Strange Adventure Page 20
'I don't suppose you did,' Lacey said with a faint sigh: 'But he had other ideas.'
`That rat fink,' Helen observed sombrely. 'I thought he was on the level till he sent me that note saying there'd been a change of plan. I ran all the way to the village to stop him, but he'd hired Demetrios's boat and left already. I was really scared. I knew the whole thing had got away from me somehow.' She sighed. 'And it all seemed such a cinch when we set it up.

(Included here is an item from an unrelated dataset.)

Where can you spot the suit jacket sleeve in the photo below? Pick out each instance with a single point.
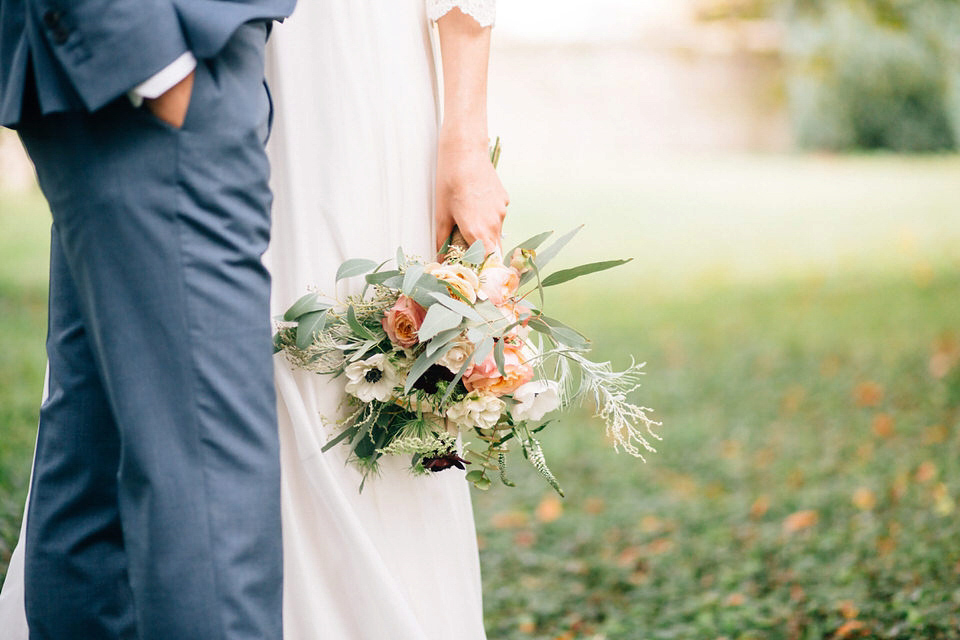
(107, 47)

In the beginning we meant Evan to get pictures of you and Troy—together, but then when you arrived alone Evan said pictures of you by yourself would be even better.' Her voice quivered. 'Is—is Troy very angry, Lacey?'
'Yes,' Lacey said quietly, trying not to remember the hurt and bitterness she had seen in his face as well. 'But—but not with you, Helen. You see, he doesn't know you're involved—not yet.'
'Gee!' Helen digested this for a moment. Her voice brightened. 'Then I'm in the clear.'
'You could say that—though you may find it awkward explaining why you ran away.'
No problem. I'll say I wanted to go night-fishing with Yanni.' Helen sounded almost buoyant again, then a note of doubt entered her voice. 'You said he didn't know—yet. Does that mean you're going to tell him?'
'No. I was hoping you might feel like telling him yourself.'
'Oh, sure,' Helen said with heavy sarcasm. 'And other dumb things like cutting my own throat too.'
Lacey moistened her lips with her tongue. 'Is that your final word on the subject?' she asked carefully.
'I guess so. You don't know Troy when he gets mad,' Helen said, and there was a long silence. 'Lacey—Lacey, are you still there.'
`Yes, I'm here.' Lacey's voice broke. There were muffled scraping and thudding noises as Helen got up and came towards her, and presently two small cold hands reached up and touched her face.
'Lacey,' Helen said shakily, 'you're crying. Don't cry. It wasn't your fault Evan took those pictures. Troy won't blame you.'
Lacey spoke with an effort. 'I'm afraid he does, Helen. You see, for reasons which I won't go into, your brother and I—haven't been getting on too well, and he thinks I've done this—to hurt him. Helen! Where did you learn a word like that?'
'Sorry.' But Helen didn't sound particularly repentant. `Well, if that's the way it is, you win. Home we go, and I'll face the music.' She brightened slightly. 'Perhaps Troy will be so sick of me, he'll be glad to let me go back to Aunt Dora.'
'I wouldn't bank on it,' Lacey said gently. 'Anyway, I have another idea. How would you like to go to school in France?'
'You mean that convent place you went to?' Helen demanded. 'You've got to be kidding. Can you see me in a setup like that?'
Lacey's lips twitched in spite of herself. 'Not entirely,' she admitted honestly. 'But perhaps Troy would be less angry if you agreed to try it at least. If it doesn't work out, we can think of something else. But I think you'll have to forget California.'
Helen sighed. 'I guess you're right,' she said without enthusiasm. 'Now let's get going before I change my mind.' She scrambled out of the cave and stood looking round
as Lacey followed. 'Gee, it's hotter than ever, and so still. There isn't even a breath of wind.'
'No,' Lacey agreed, repressing a slight shiver. A strange brooding .feeling seemed to hang in the air. The cave seemed suddenly to represent security instead of alien darkness when compared with the sullen, brazen light that now surrounded them.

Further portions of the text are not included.